Alberto Trujillo gives a wonderfully sad performance as Alberto, a security guard at a 24-hour gym who exists simply trying to keep his body intact. At its premier, a man in the audience complained to director Sebastian Hofmann that his movie spent far too long in act 1, establishing the character, and that this was a punishment to the audience. Indeed, it did spend a very long time giving a full picture of the day to day life--to use the word liberally--but I believe it was fully necessary. Alberto seems like a man you could pass on the street and never look twice at. There is a scene in which he collapses from his illness and people do just that, they ignore him. His day consists of cleaning his decomposing body, polishing his silver, watching terrible Mexican television and occasionally working. It is a pointless existence, and this monotony must be felt fully before the audience begins to understand what it is he is fighting for and struggling with.

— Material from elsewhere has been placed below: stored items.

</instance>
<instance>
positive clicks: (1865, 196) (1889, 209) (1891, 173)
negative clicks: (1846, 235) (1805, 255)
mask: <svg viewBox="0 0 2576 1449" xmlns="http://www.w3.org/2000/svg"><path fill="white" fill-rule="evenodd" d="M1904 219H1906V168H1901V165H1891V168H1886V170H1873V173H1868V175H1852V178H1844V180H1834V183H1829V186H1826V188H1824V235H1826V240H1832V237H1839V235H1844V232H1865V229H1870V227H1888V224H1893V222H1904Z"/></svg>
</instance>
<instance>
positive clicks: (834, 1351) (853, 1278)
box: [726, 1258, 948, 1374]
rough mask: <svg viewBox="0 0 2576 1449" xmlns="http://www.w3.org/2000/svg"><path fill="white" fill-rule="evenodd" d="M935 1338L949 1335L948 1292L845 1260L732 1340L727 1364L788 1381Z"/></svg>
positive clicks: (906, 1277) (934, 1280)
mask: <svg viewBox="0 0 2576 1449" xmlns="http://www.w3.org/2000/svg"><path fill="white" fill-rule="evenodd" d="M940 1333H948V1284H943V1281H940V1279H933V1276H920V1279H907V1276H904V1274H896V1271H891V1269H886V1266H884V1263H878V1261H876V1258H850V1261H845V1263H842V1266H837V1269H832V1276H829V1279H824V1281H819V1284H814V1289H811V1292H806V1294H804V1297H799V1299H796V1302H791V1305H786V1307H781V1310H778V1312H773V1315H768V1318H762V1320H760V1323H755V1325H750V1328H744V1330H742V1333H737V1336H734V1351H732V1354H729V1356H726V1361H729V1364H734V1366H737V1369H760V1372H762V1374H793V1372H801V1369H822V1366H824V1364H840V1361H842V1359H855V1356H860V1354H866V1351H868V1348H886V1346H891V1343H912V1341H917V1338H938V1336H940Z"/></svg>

What I gleaned from this film is that the real sickness is loneliness. This man has nobody in his world except the manager of this gym, a beautiful woman whose relationship with him is rather ambiguous. He seems to want to live only to hang on to what little encounters he can still have, what little pleasures are still available to him. It is a zombie flick unlike any that I have ever seen in that it tries to explore with as much sympathy as it can muster the place that someone like him could have in the world. I don't believe that it was his decaying body that he should have been worried about, but rather that his body decaying might have been a blessing.

For much of this movie I did not like what I was watching. It was almost unbearably gruesome in many respects: fingernails being pulled out, chunks of flesh peeling away with a shirt, gore being pushed down a bathtub drain with his foot, and one surprise at the end which I will leave you to enjoy. I assumed that this was a sadistic little movie which took pleasure in making the audience uncomfortable. But towards the end I realized that it was all necessary. These are the trials we can imagine of a man in this situation. He would be caught in a living hell, and every self-applied stitch is one more reminder that his time on earth is pointless.

It is a sparse, incredibly dark film from Mexico, featuring some outstanding makeup work and a fully committed performance from Trujillo. There is little dialogue, but he says everything he needs to and so much more with his body language more than anything else. I expect that it was a physically demanding role to play, but he tackled it fully, and with an obviously close bond to his director created a disturbing piece on what it means to be human, and what it means to be alive.